Post date: Dec 10, 2019 2:55:43 AM
Next step - Identify somatic mutations in Pando, and compare in the other clones, following these steps:
Create a list (dictionary) of all of the the putative somatic mutations (the stuff you keep after filtering for high heterozygosity in pando). Record the scaffold and position for each. Then go through the vcf files for the panel of normals and the pando friends. For each SNP in those files, see if it matches (scaffold and position) a SNP in the somatic mutation set. Then, from that, print out the number/propotion of putative somatic mutations with a match to each of the two other data sets. If you want to get a bit fancier, you could test for a match in terms of scaffold, position, and non-reference allele.
# Understanding what the next step is.
1 - I filtered the vcf files.
2 - I reverted thr Phrd score to proba.
3 - I looked at the heterozygote proba, if it is above threshold, I call it true hets. If it is below 0.01, I call it true homs.
4 - I plot the proportion of hets as compared to hets + homs, leaving aside the NAs for every SNPs.

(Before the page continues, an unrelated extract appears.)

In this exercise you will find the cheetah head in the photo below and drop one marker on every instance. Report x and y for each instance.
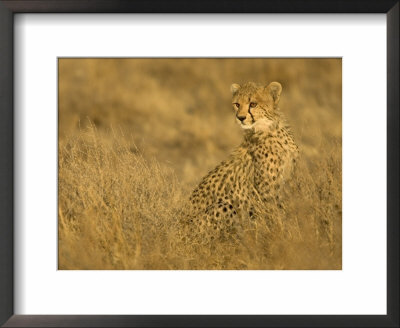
(256, 106)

5 - From this plot, we see that whatever threshold we use, there is a cut at 0.8. There is a decent number of SNPs with >80% of hets. These hets are the "true" hets, shared in the whole clone and can be considered as somatic mutations. Do we consider then that the background is homozygous? Do we consider it is normal to be homozygous? And it is also normal to be heteroZ if the proportion of hets is above 80 in one SNP?
6 - So what I need to do now is to take the SNPs that have more than 80% hets.
To do:
- push 20191209_filter_common_variants and try it on the cluster (function)

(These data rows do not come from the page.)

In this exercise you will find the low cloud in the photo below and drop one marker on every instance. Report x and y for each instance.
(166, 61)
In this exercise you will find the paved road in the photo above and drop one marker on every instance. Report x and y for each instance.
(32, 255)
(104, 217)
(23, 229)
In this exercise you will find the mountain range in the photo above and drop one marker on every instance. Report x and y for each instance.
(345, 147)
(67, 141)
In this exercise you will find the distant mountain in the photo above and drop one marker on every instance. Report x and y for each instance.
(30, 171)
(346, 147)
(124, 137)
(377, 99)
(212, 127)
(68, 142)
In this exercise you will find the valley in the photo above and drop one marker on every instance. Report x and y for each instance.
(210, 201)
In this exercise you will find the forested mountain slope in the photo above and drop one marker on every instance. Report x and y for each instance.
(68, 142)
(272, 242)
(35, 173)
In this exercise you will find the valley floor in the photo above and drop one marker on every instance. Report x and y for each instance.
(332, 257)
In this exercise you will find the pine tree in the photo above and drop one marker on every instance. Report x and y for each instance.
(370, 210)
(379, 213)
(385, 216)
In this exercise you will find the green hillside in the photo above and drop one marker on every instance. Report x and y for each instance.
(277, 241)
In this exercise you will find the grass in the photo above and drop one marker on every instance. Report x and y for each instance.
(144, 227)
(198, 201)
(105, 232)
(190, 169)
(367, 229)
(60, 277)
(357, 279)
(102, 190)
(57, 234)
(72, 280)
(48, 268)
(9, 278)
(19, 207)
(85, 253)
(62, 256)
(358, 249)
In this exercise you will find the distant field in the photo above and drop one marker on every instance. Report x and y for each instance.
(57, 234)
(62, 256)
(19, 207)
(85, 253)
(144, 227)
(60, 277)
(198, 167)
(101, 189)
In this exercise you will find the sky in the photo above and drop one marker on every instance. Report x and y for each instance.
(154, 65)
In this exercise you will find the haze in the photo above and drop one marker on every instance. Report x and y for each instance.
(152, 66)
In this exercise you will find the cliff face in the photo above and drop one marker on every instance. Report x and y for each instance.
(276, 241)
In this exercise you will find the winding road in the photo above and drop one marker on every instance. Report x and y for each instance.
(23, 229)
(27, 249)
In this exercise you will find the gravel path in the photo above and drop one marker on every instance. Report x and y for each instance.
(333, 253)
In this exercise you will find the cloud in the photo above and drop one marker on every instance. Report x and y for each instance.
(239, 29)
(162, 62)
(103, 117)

Code that calls the heteroZ label file and counts proportions according to thesholds:
#######################################################################################
#!/usr/bin/env python3
# -*- coding: utf-8 -*-
"""
Calls in the function that revert Phred scores to probabilities and assign genotypes (homoZ, heteroZ)
Calculates the proportion of hets.
Boolean vector with 1s for the lines to keep that have a proportion of hets inferior to the chosen theshold.
Read the original vcf file and create a dictionary with the scaffold name, mutation start and stop, and nucleotide change
"""
def main(t, output_vec, T, n):
# Choose the threshold to separate true homozygotes and true hets from the rest
#n # number of individuals expected in the file
t = str(t) # file name has the threshold as a string.
# read in the file
filename = "heteroZ_label_{}.txt".format(t)
final = open(output_vec, "w+")
file = open(filename, "r")
for line in file:
line = line.strip()
store = line.split()
# Control here for the good length
if len(store) == n:
hets = 0 # Records the number of hets
homs = 0 # Records the number of homs
NA = 0 # Record non-assigned genotypes
for item in store:
if item == "1":
hets += 1
elif item == "0":
homs += 1
elif item == "2":
NA += 1
if NA != n:
prop = hets/(hets+homs)
if prop >= T: # exclusive: everything bigger or equal to T is not kept
final.write("0\n") # We do not keep true hets, they receive a 0
elif prop < T:
final.write("1\n") # We keep every hets that has a proportion less than 80% per SNP
else:
print("Proportion does not make sense.")
print(hets,homs)
break
elif NA == n:
print("Only NA's in this line.")
final.write("0\n")
else:
print("The line has too many individuals.")
print(len(line))
break
if __name__ == "__main__":
main(0.06, "cheesecake.txt", .8, 109)
###################################################################################
Observations:
10100 SNPs after filtering for true hets with threshold 0.8.
10100 SNPs in the dictionary (it means there is no replicates and they are all different)
Code 1 -
creates a vector of 1s and 0s for the lines to keep
Code 2 -
filters the vcf file sccoridng to vector from code 1 and outputs a dictionary
How to take into account the non-reference allele?